La política cultural ha de pensar más en la demanda
Cataluña ha apostado durante décadas por un modelo de política cultural centrado en la financiación de la oferta. El instrumento principal han sido las subvenciones editoriales, audiovisuales y artísticas. La lógica de este modelo es sólida. Muchas actividades culturales generan un valor social elevado, pero tienen una rentabilidad privada insuficiente o demasiado incierta. Sin apoyo público, una parte de la producción cultural en catalán simplemente no existiría.
El problema es que una política orientada a financiar la producción cultural no es necesariamente la mejor manera de ampliar el público. Los principales beneficiarios, más allá de los productores, acostumbran a ser ciudadanos que ya consumen cultura en catalán. Las subvenciones a la producción dan pocos incentivos para ir más allá. Pero el objetivo estratégico no es solo preservar este público, sino ampliarlo.
Si el objetivo es ampliar el público, una parte de la financiación cultural debería desplazarse desde la oferta hacia la demanda. Una posibilidad es un cheque destinado exclusivamente al consumo de cultura en catalán: libros, espectáculos, ateneos, medios, patrones o contenidos audiovisuales. El cambio más importante es de incentivos. Cuando una parte relevante de los ingresos depende de los consumidores, y todos disponen de recursos para gastar, los productores tienen más motivos para competir por nuevos públicos, especialmente por aquellos con menos contacto habitual con la cultura catalana. Una política universal bien diseñada puede llegar a toda la población. Una política centrada exclusivamente en la oferta, mucho más difícilmente.
Para que funcione, tanto el importe como el número de beneficiarios deberían ser lo suficientemente grandes para que los productores tuvieran incentivos reales para competir por nuevos públicos y expandir el mercado cultural. Los programas simbólicos difícilmente modifican los hábitos culturales. Lo que diferencia esta propuesta de otros cheques existentes no es el principio, sino el alcance. El Bono Cultural español y el 18app italiano llegan solo a los jóvenes que cumplen 18 años, una sola vez, y con un catálogo muy flexible. Un sistema orientado específicamente a ampliar el consumo cultural en catalán debería ser universal y recurrente. A pesar de sus limitaciones, la evidencia italiana es favorable: un estudio reciente muestra un aumento de la participación cultural, especialmente entre los jóvenes menos predispuestos a hacerlo habitualmente. Si un programa restringido a una sola cohorte y un solo momento vital tiene estos efectos, uno de continuo y universal tendría de mucho más amplios.
El cheque tiene otras virtudes. Una mayor parte de la producción cultural se ajustaría mejor a las preferencias del público porque serían los ciudadanos quienes decidirían más directamente dónde van a parar los recursos. Esto generaría más incentivos para desarrollar propuestas capaces de atraer a un público más amplio. También permitiría que los creadores dependieran menos de convocatorias públicas concretas y más de la construcción de una relación directa e independiente con el público. Esto no elimina el papel del Estado en la definición de prioridades culturales. Pero sí que redistribuye la decisión de qué propuestas concretas conectan con el público. En general, es más sencillo establecer criterios de elegibilidad que seleccionar directamente grandes proyectos.
Este sistema también generaría información valiosa sobre consumo cultural y datos para evaluar su evolución y las políticas públicas.

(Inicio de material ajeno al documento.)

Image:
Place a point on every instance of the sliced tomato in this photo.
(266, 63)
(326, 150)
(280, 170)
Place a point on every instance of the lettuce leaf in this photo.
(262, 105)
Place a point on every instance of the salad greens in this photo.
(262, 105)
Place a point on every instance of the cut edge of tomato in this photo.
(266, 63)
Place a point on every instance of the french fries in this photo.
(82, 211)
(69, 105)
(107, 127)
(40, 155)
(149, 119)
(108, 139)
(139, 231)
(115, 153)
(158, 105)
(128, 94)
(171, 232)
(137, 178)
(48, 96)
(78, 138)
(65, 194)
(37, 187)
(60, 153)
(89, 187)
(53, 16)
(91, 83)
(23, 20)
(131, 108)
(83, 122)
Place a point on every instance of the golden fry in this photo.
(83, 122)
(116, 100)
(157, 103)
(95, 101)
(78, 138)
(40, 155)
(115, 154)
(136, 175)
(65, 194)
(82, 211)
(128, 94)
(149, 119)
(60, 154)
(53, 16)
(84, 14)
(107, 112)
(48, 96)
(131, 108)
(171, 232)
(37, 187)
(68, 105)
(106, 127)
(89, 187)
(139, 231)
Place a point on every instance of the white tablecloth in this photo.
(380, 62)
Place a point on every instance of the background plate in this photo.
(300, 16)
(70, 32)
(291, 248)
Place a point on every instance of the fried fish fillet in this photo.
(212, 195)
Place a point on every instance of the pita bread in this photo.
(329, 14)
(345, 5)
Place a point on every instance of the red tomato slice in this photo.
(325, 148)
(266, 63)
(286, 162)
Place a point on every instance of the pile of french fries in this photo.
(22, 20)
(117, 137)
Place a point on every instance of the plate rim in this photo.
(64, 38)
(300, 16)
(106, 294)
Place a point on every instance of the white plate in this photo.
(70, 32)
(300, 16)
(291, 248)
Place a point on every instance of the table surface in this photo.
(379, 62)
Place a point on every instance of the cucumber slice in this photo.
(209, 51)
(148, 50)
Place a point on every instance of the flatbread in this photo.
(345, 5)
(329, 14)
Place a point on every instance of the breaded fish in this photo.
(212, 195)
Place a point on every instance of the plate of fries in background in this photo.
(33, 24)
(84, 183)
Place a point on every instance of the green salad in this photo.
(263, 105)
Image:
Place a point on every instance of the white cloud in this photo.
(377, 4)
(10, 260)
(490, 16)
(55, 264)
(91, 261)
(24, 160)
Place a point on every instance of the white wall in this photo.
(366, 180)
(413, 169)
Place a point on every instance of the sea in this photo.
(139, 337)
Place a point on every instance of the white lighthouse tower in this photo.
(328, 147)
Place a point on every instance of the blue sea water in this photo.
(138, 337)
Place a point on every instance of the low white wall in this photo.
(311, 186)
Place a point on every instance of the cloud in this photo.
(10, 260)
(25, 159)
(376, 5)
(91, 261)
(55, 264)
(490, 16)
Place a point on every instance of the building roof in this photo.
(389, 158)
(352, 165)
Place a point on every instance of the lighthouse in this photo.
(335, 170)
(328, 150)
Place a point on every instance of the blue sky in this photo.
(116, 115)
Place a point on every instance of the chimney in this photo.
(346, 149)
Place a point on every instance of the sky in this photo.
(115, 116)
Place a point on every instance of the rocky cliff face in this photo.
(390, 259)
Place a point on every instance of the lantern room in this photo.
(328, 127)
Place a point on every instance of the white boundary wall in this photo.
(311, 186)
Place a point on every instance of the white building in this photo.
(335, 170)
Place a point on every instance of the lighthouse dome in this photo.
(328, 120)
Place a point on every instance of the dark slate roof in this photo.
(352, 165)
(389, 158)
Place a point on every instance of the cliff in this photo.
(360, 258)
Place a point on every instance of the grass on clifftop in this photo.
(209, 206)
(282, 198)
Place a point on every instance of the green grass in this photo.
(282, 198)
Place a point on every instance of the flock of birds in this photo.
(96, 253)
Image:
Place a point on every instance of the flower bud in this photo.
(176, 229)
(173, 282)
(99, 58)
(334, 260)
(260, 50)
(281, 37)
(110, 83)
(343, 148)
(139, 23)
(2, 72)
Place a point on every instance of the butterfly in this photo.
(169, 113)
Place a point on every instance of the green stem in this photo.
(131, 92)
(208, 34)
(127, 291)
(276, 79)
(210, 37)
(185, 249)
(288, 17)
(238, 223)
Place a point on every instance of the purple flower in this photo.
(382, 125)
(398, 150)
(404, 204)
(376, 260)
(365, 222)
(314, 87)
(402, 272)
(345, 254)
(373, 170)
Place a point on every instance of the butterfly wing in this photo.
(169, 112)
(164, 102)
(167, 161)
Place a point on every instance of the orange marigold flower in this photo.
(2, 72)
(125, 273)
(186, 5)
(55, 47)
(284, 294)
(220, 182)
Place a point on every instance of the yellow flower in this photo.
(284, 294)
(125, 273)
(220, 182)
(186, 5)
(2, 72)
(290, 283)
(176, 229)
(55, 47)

Hoy, el sector público conoce con detalle quién produce cultura. Conoce mucho menos quién la consume, quién deja de consumirla y por qué.
La objeción más evidente es la calidad del catálogo. Pero un sistema parcialmente orientado a la demanda no implica ausencia de criterio público. Igual que hoy se definen las actividades elegibles para recibir subvenciones, también se podría establecer qué productos culturales pueden adquirirse con el cheque. La diferencia no es la existencia de criterios, sino el momento en que intervienen y sus consecuencias sobre la financiación. La objeción más seria es fiscal. Un mecanismo lo bastante grande para alterar incentivos tendría un coste relevante. Pero esto no exige necesariamente aumentar el gasto cultural total, sino redistribuir una parte desde el apoyo a la oferta hacia la demanda.
Cataluña continuará necesitando subvenciones a la producción cultural. Pero si el objetivo es ampliar el público y reforzar la centralidad social del catalán, persistir en un modelo orientado casi exclusivamente a la oferta es cada vez más difícil de justificar. Los instrumentos existen; falta decidirse.